The Aventador was still a brute.
STILL EXTREME AND INTIMIDATING
The spruced-up Aventador S ain’t.
It’s still extreme, of course. Always has been, always will be.
And yes, a relic of the past remains in Graziano’s brutishly clunky but admittedly fast single clutch ‘box; a double clutch just won’t fit into the available chassis space.
Overall though, the extremities bookend a much better steed. The Aventador S is more consistent, agile and fluid, what with reworked electronics, plus magnetorheological dampers for far superior ride control and dynamic steering through all four wheels, delivering shorter radii at slow speeds and more stability through fast sweeps.
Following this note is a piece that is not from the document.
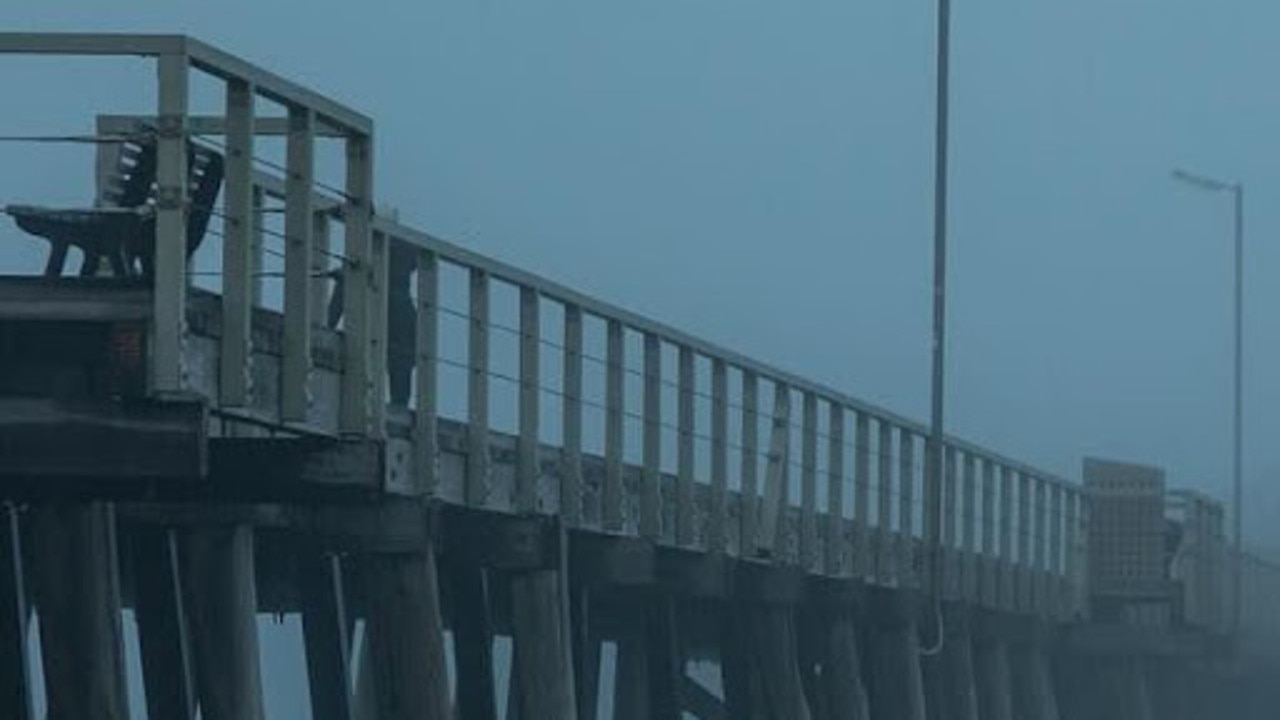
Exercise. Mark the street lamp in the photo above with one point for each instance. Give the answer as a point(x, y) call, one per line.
point(1237, 191)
Which is not to say that the car is less intimidating to your average Joe.
Aesthetically, it’s dynamite. But you have to marry your mind to the fact that you’re about to pilot this 1.6-tonne stick of dynamite out into the Star Wars zone. You have to find a way of slithering your body into a confined jet-like cockpit. You have to handle a hard, shaky ride and not get unnerved by the V12’s raucous scream piping straight into your innards. You have to get used to super-quick steering, plus gathering and slashing speed in accordance with radically recalibrated metrics.
If you’d dare, you can also shun the Strada (road) driving mode and play with Sport (without traction control) or Corsa (race/track).
So, it’s hugely overwhelming.
Yet, there is a quick fix: jump into the Aventador Lite, better known as the Huracán LP610-4, or, for even more fun, the LP580-2.
LAMBORGHINI HURACÁN
Weighing in at 150 kg less than the Aventador’s 1,575 kilograms and firing from a 5.2-litre V10, the LP580-2 is an Aventador avatar, a released soul reincarnated in a lighter, more agile and more playful body – if you can call 427 kW and 540 Nm playful (the LP610-4 boasts 449 kW/560 Nm).
The zero to 100 km/h run is half a second slower, and top speed is more than 30 km/h down on the Big Bull, but the seven-speed dual-clutch is so much smoother and the long-stroke V10 barks with a clearer, sharper throat.
The cockpit is also less intimidating and the exterior not as intensely focussed on blowing your mind, which all adds up to another bonus: R5.3 million versus R8.7 million.
So, why then the Aventador, if you can buy a Huracán?
Because you’ll never get another bite at a normally-aspirated V12 again, once the current Aventador flies off to retire in the outer reaches of the universe, where it was born. Downsizing, and electrification even, are on the Bull’s menu.
The S, then, is the last of a breed. Savour it.